剣崎;うっわひっど、このスレ潰してくるわ……

里奈@ギャル:剣崎しぃ……協力は必要かね?

銀:ぶっちゃけ、俺は凛くん受肉賛成! ママ、産んじゃえ!

ダン・ガン:てか、凛くん出演マダー?(・∀・ )っ/凵⌒☆チンチン

デデデ:ごめん、愚問だった


 そんな感じのコメントがいっぱいだ。

 意外だったのは、僕が今日も出演するのを待っているコメントが結構多いことだ。


 こんなに僕に好意的な人がいるなら、意外とVTuberとしても成功できるかもしれないと思えた。

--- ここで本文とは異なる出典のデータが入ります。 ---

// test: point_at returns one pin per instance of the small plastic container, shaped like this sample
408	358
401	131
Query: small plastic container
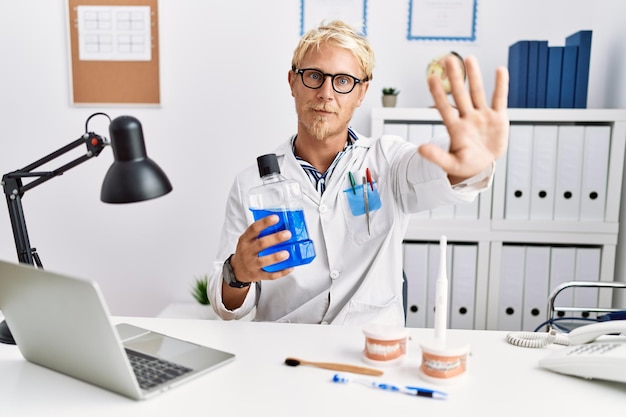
384	345
444	363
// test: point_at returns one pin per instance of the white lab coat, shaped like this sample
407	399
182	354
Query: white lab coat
356	277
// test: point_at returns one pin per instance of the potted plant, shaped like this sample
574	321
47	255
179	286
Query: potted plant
390	96
199	293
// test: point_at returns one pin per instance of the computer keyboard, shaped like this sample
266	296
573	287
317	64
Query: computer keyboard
151	371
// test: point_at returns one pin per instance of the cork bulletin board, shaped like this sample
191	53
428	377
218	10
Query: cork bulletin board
114	46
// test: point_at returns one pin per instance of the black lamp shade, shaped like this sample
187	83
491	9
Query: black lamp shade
133	176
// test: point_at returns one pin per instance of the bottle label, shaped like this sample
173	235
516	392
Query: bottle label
300	247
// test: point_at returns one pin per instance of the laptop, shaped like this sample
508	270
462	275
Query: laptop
63	323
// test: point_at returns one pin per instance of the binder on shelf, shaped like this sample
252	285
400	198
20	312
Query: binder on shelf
512	276
536	292
542	188
563	269
568	76
419	133
533	74
468	211
587	269
518	73
542	73
582	39
568	172
553	86
416	270
518	172
462	285
597	140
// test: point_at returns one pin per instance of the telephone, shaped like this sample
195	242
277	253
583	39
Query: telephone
603	359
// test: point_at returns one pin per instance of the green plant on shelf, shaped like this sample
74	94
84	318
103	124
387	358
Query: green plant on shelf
199	290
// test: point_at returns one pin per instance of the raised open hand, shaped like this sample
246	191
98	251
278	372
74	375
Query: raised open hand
478	132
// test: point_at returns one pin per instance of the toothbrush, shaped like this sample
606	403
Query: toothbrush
441	295
416	391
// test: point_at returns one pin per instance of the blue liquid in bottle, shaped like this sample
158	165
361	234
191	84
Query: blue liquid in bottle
300	247
282	197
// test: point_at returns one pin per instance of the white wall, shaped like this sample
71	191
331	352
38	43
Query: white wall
215	118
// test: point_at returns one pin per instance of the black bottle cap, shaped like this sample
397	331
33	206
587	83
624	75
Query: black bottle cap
268	164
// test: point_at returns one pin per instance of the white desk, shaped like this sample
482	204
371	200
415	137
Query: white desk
502	379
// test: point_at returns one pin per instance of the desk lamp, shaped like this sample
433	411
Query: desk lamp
132	177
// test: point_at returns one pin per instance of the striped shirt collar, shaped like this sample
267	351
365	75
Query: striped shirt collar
319	179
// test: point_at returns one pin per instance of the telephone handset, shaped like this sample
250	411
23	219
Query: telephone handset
580	335
604	359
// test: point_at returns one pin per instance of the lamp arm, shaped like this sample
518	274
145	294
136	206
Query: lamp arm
14	189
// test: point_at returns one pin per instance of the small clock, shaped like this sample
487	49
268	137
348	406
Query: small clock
437	67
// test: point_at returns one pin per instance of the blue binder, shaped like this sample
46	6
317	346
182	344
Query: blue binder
518	73
553	87
582	39
568	76
542	73
533	61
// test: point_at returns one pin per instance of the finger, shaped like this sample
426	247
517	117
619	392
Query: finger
273	239
438	93
475	81
457	85
277	274
438	156
258	226
499	101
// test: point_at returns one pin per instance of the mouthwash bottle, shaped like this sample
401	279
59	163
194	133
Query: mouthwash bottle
282	197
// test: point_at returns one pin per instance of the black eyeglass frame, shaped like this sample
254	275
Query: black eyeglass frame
300	71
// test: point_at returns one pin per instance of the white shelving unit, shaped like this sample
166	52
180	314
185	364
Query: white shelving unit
491	230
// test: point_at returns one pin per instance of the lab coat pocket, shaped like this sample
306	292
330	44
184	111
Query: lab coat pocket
362	207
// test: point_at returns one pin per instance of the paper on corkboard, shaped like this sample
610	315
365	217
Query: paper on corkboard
115	54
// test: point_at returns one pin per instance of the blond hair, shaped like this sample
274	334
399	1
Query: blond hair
339	34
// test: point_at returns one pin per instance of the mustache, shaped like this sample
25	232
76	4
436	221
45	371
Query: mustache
323	107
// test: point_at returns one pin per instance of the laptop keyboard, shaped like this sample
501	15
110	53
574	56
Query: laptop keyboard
151	371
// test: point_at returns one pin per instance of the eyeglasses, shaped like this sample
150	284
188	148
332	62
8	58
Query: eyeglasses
342	83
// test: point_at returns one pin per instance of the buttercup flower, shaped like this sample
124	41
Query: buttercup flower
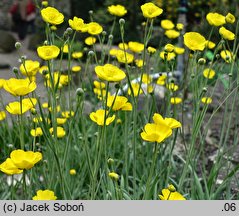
169	194
19	87
155	132
226	34
114	176
77	24
2	115
99	117
209	73
52	16
36	132
215	19
136	46
206	100
194	41
60	132
124	57
44	195
29	68
2	81
48	52
94	28
175	100
210	44
123	46
117	10
72	172
25	159
167	24
230	18
150	10
9	168
120	103
172	34
167	56
110	73
77	55
76	68
90	41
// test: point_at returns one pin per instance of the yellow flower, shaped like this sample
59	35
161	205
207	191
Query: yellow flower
179	50
146	79
206	100
120	103
2	81
114	176
29	68
60	132
94	28
2	115
139	62
172	34
19	87
25	159
172	86
36	132
44	195
99	117
77	24
226	55
135	88
61	121
117	10
99	85
52	16
210	44
167	56
136	46
110	73
150	10
215	19
170	122
76	68
123	46
151	49
168	194
68	114
230	18
194	41
124	57
72	172
175	100
226	34
48	52
155	132
161	79
9	168
167	24
209	73
90	41
77	55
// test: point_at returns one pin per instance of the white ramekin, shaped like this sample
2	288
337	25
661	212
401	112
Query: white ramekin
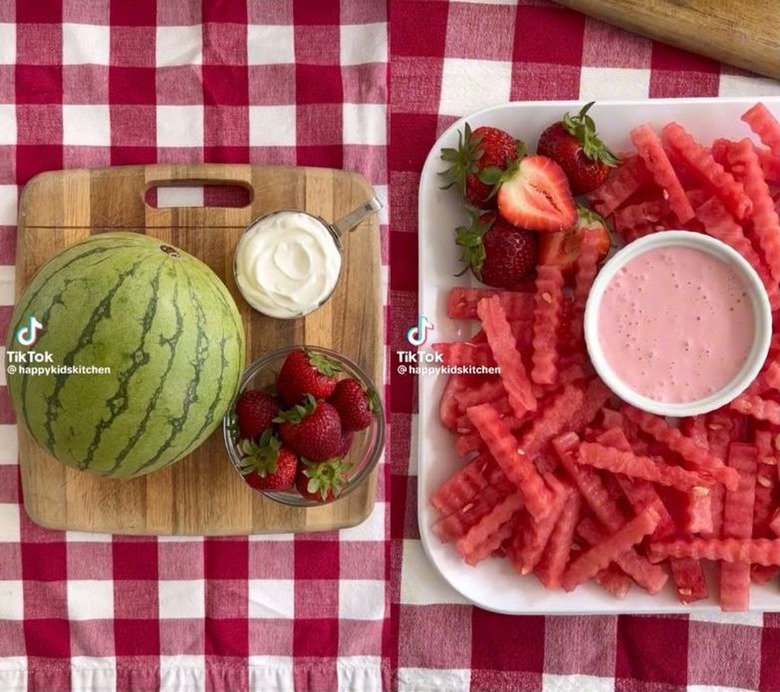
762	318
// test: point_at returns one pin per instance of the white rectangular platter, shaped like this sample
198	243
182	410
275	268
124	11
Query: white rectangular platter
493	584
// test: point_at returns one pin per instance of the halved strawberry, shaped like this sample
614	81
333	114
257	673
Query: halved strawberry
563	248
486	148
534	194
498	253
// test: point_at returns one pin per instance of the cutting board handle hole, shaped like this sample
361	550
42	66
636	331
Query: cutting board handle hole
166	196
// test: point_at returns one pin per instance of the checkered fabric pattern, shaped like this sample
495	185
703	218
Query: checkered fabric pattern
111	83
449	58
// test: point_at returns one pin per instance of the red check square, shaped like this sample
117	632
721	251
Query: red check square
136	637
225	558
135	560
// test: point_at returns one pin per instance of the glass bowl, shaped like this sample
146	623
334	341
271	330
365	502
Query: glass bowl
367	445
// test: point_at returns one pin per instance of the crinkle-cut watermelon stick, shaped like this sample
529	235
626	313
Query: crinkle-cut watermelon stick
599	556
463	353
547	317
587	268
757	407
700	160
531	536
647	468
555	557
689	580
694	456
457	524
462	303
657	162
517	466
648	576
588	482
761	551
765	125
738	523
461	487
553	419
487	535
639	493
719	223
766	477
766	224
502	343
625	181
770	164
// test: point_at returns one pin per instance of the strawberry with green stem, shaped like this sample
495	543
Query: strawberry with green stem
497	253
479	157
267	464
573	143
323	481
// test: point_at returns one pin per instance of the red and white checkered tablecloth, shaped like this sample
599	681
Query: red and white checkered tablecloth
449	58
115	82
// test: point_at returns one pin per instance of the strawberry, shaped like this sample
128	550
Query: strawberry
498	254
255	411
346	444
356	406
562	249
534	194
480	154
306	372
573	143
267	465
311	429
323	481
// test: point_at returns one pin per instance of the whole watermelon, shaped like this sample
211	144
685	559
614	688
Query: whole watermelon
164	324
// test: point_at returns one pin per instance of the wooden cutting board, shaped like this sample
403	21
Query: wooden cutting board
201	494
745	33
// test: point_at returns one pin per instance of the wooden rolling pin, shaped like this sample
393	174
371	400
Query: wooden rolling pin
745	33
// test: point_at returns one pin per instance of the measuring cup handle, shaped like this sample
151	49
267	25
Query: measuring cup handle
354	218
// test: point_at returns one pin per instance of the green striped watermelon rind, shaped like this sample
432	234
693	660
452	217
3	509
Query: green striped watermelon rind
167	327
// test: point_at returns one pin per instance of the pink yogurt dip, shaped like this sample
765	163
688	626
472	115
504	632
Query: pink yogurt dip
676	324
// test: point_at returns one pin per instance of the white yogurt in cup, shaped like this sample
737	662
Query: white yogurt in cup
287	263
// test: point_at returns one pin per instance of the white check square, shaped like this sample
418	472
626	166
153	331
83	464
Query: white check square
7	44
90	599
11	600
363	43
9	523
179	126
271	598
361	599
471	85
184	598
86	125
179	45
270	44
86	44
272	126
365	123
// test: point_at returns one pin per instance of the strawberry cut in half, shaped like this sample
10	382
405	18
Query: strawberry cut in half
574	145
485	151
498	253
534	194
323	481
311	429
266	464
562	249
304	372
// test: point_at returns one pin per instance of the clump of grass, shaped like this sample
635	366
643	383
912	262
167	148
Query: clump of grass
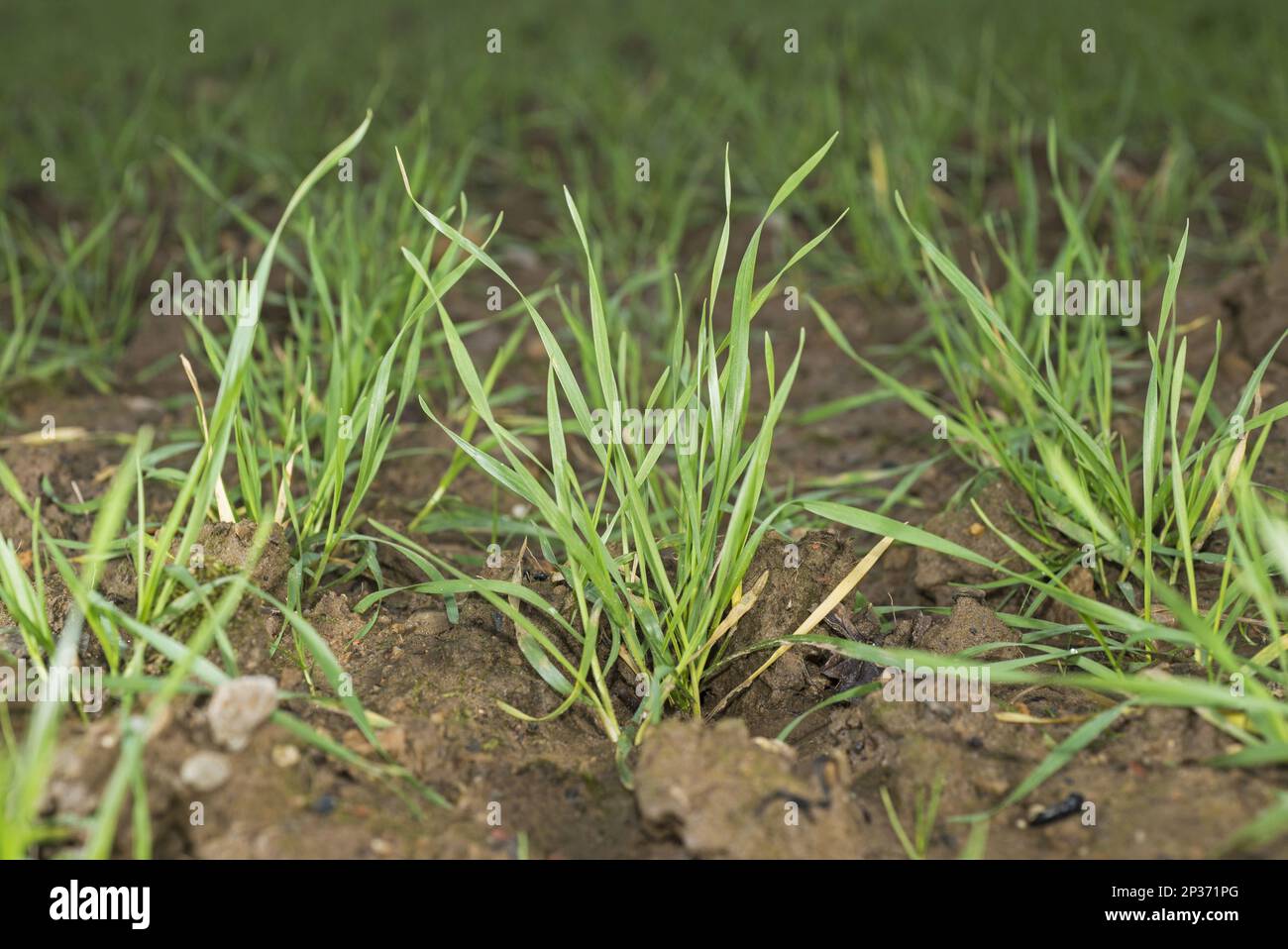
1033	399
167	597
653	549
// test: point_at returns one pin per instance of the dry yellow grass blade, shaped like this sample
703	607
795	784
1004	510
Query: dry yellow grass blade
739	609
283	489
812	619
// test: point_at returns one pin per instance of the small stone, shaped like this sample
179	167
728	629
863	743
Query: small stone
205	770
286	755
239	707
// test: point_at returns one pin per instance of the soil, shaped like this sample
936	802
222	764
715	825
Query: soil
722	789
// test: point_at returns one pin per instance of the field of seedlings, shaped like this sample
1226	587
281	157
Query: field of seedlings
644	430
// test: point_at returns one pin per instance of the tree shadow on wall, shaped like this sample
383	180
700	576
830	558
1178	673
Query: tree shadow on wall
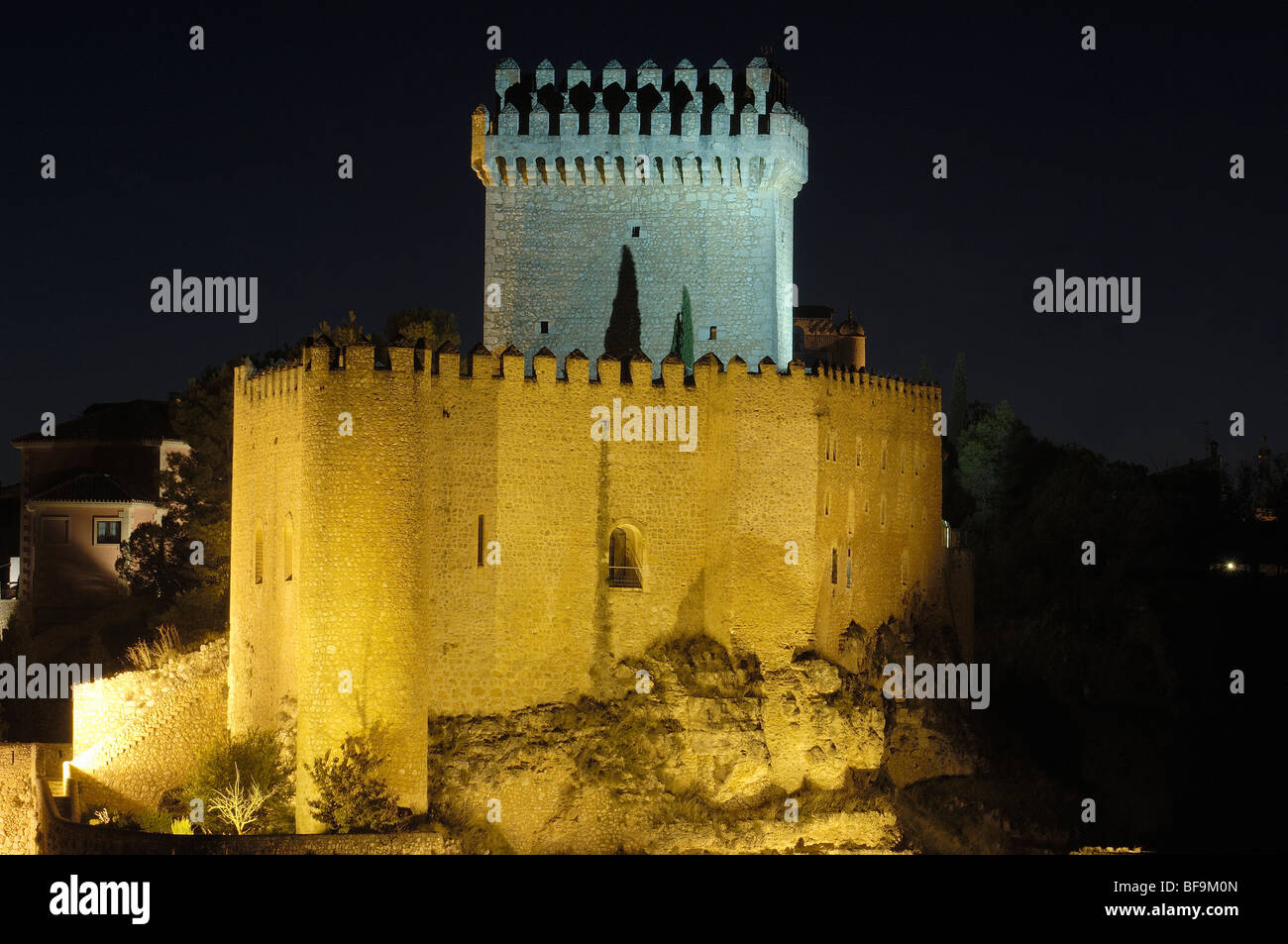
622	336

『賛否両論は最初から覚悟の上。でも、否の方の意見が、こんなに弱いのは想定外だけどねー』


 コメントや、掲示板ばかりを見ていて僕は放送を見ていなかった。だけど、ママは絵を書くのがびっくりするほど速い。だから、僕は慌てて放送画面に目を戻した。

 すると、そこには美少女の線画が出来上がっていた。


「え? 誰この美少女?」

 そう、それはもう完璧と言えるほどの美少女だった。未成熟さすら武器にして、妖しい色香を放つ、傾国の美少女が無表情にこちらを見つめているのだ。

 だから、僕は思わずつぶやいてしまったのだ。


『あ、ちなみに、結構本人に似せて描いてるよー!』

 いや、いくらなんでもそれはない。

 そう思って、僕は鏡を見てみる。できるだけ表情を消して、無表情に、無機質に。

 すると、結構似ていた……。


「え? あれ? 客観的に見ると僕ってこんな?」

 自分の美貌に驚くのは、人生で初めての経験だった。

 だけどやっぱり幼い……。僕はきっと、これ以上は多分成長できないのだ。


剣崎:え? 美少女すぎワロタ……あれ?

銀:男の子だったような? 男の子だよね? 男の子とは(哲学)

デデデ:興奮してきた!

里奈@ギャル:通報した


 そんなコメントが流れて、更にコメントは加速していく。どんどん僕の出演を願うコメントが増えていく。

『それじゃ、今日も呼ぶ?』

 みっちーママの発言に、コメント欄には賛同の嵐が吹きあれた。


 良かった、僕を嫌ってるのは本当にごく一部の人みたいだ。でも、その人たちには少し申し訳ない。僕が満さんに拾われたせいで、その人たちの平穏を乱してしまった。


『あ、でも、その前にキャラ決めよう!』

 ふと、みっちーママがそんな事を言う。

 それからノータイムでコメントが飛んできた。


里奈@ギャル:ウチらの弟っていうことにしよう。だって、コメント昨日が初コメントでしょ? リスナーになった瞬間が生まれた瞬間って考えてさ、末弟になってもらおうよ!


 そして、それにみっちーママが賛同してしまった。

『いいね! 妹にしか見えない弟系VTuber秋葉リンくんにしよう!』


 こうして、僕はみんなの弟としてVtuberデビューすることが決まったのである。

 ちなみに、みっちーママは秋葉未散と言う本名と言う設定がある。そして、放送主と視聴者全員を合わせて、秋葉家というのだ。